Prise isolément, la question de savoir quels états mentaux sont englobés par l’expression « maladie mentale » est une question de droit. Toutefois, le juge du procès doit également déterminer si l’état dans lequel l’accusé prétend s’être trouvé satisfait au critère juridique de la maladie mentale. Il lui faut alors évaluer la preuve présentée dans l’affaire dont il est saisi, au lieu d’un principe général de droit, de sorte qu’il s’agit d’une question mixte de droit et de fait. […] La question de savoir si l’accusé souffrait véritablement d’une maladie mentale est une question de fait qui doit être tranchée par le juge des faits. [référence omise; par. 197.]

La défense prévue à l’article 16 C. cr. : une exception au principe général de l’imputabilité pénale

R. c. Bouchard-Lebrun, 2011 CSC 58 (CanLII)

[45] En effet, une règle traditionnelle et fondamentale de common law subordonne l’imputabilité en matière pénale à la commission d’un acte volontaire par l’accusé. (...)

[46] Pour qu’un acte soit considéré comme volontaire en droit pénal, il doit nécessairement être le produit de la volonté libre de l’accusé. Comme le juge Taschereau l’a affirmé dans l’arrêt R. c. King, 1962 CanLII 16 (SCC), [1962] R.C.S. 746, [traduction] « il ne peut y avoir d’actus reus à moins qu’il ne résulte d’un esprit apte à former une intention et libre de faire un choix ou de prendre une décision bien déterminée ou, autrement dit, il doit y avoir une volonté d’accomplir un acte, que l’accusé ait su ou non qu’il était prohibé par la loi » (p. 749). Cela signifie qu’un acte involontaire ne peut engager la responsabilité pénale de son auteur (voir les motifs dissidents du juge Dickson dans l’arrêt Rabey c. La Reine, 1980 CanLII 44 (CSC), [1980] 2 R.C.S. 513, tels qu’endossés sur ce point dans l’arrêt R. c. Parks, 1992 CanLII 78 (CSC), [1992] 2 R.C.S. 871).

[47] La volonté d’un individu se manifeste par le contrôle conscient qu’il exerce sur son corps (Perka c. La Reine, 1984 CanLII 23 (CSC), [1984] 2 R.C.S. 232, p. 249). La nature de ce contrôle peut être physique, auquel cas l’acte volontaire réfère aux mouvements musculaires effectués par une personne qui exerce un contrôle matériel sur son corps. L’exercice de la volonté peut également procéder du contrôle moral qu’une personne exerce sur les gestes qu’elle désire accomplir. Dans un tel cas, l’acte volontaire correspond à un geste commis de façon libre et réfléchie par un individu doué d’une intelligence minimale (voir H. Parent, Responsabilité pénale et troubles mentaux : Histoire de la folie en droit pénal français, anglais et canadien (1999), p. 266-271). La volonté est aussi un produit de la raison.

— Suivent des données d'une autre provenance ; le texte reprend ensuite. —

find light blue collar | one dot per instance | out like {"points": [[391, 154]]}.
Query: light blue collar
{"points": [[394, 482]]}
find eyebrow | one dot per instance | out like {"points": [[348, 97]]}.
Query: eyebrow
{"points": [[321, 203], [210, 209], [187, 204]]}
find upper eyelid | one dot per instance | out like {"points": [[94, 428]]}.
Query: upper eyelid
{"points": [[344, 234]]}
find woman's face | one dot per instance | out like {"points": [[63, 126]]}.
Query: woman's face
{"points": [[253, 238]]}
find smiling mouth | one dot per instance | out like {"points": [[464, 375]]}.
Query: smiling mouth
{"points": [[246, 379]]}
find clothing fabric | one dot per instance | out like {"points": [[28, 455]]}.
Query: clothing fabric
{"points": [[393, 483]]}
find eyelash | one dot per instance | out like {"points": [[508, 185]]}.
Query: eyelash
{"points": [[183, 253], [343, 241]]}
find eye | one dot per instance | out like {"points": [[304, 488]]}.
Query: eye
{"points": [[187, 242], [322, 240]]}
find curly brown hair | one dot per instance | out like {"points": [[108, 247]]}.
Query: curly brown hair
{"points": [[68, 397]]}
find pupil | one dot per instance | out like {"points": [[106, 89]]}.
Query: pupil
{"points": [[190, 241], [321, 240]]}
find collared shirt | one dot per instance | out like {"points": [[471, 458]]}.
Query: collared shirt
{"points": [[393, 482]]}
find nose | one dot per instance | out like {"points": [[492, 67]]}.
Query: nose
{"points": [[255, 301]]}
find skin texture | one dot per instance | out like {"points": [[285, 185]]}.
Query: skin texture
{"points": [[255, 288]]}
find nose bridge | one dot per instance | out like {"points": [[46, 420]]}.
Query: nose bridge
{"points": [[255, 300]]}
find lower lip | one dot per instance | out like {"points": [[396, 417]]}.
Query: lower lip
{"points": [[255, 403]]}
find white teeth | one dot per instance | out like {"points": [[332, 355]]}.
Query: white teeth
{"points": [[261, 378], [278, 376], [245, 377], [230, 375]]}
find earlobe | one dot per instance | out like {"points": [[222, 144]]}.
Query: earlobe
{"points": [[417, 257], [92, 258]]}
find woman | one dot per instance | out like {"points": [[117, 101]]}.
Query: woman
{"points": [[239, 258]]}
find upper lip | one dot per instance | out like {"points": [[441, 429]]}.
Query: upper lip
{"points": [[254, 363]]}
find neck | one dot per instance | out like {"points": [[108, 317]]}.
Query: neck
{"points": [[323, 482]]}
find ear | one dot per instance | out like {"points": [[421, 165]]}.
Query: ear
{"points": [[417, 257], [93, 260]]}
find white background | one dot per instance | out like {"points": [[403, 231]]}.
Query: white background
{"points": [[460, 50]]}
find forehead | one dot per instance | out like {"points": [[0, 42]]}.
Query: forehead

[48] La dimension morale de l’acte volontaire, que notre Cour a reconnue dans l’arrêt Perka, renvoie ainsi à cette conception selon laquelle le droit criminel considère les individus comme des êtres autonomes et rationnels. Cette conception peut d’ailleurs être vue comme la pierre angulaire des principes de l’imputation de la responsabilité pénale (L. Alexander, K. K. Ferzan et S. J. Morse, Crime and Culpability : A Theory of Criminal Law (2009), p. 155). Envisagé sous cet angle, un comportement humain n’entraîne la responsabilité pénale que lorsqu’il représente le produit d’un « choix véritable » ou du « libre arbitre » de son auteur. Ce principe illustre toute l’importance que revêtent l’autonomie et la raison au sein du régime de responsabilité pénale. Comme le rappelait la Cour dans l’arrêt R. c. Ruzic, 2001 CSC 24 (CanLII), 2001 CSC 24, [2001] 1 R.C.S. 687 :

Un principe directeur fondamental de notre droit criminel veut que les auteurs d’une infraction criminelle soient considérés comme des personnes douées de raison et autonomes qui font des choix. L’importance de ce principe se reflète non seulement dans l’exigence qu’un acte soit volontaire, mais aussi dans la condition que l’acte répréhensible demeure intentionnel pour justifier une déclaration de culpabilité. […] À l’instar du caractère volontaire, l’exigence d’intention coupable tient au respect de l’autonomie et du libre arbitre de l’individu et elle reconnaît l’importance de ces valeurs dans une société libre et démocratique. La responsabilité criminelle dépend également de la capacité de choisir — la capacité de distinguer le bien du mal.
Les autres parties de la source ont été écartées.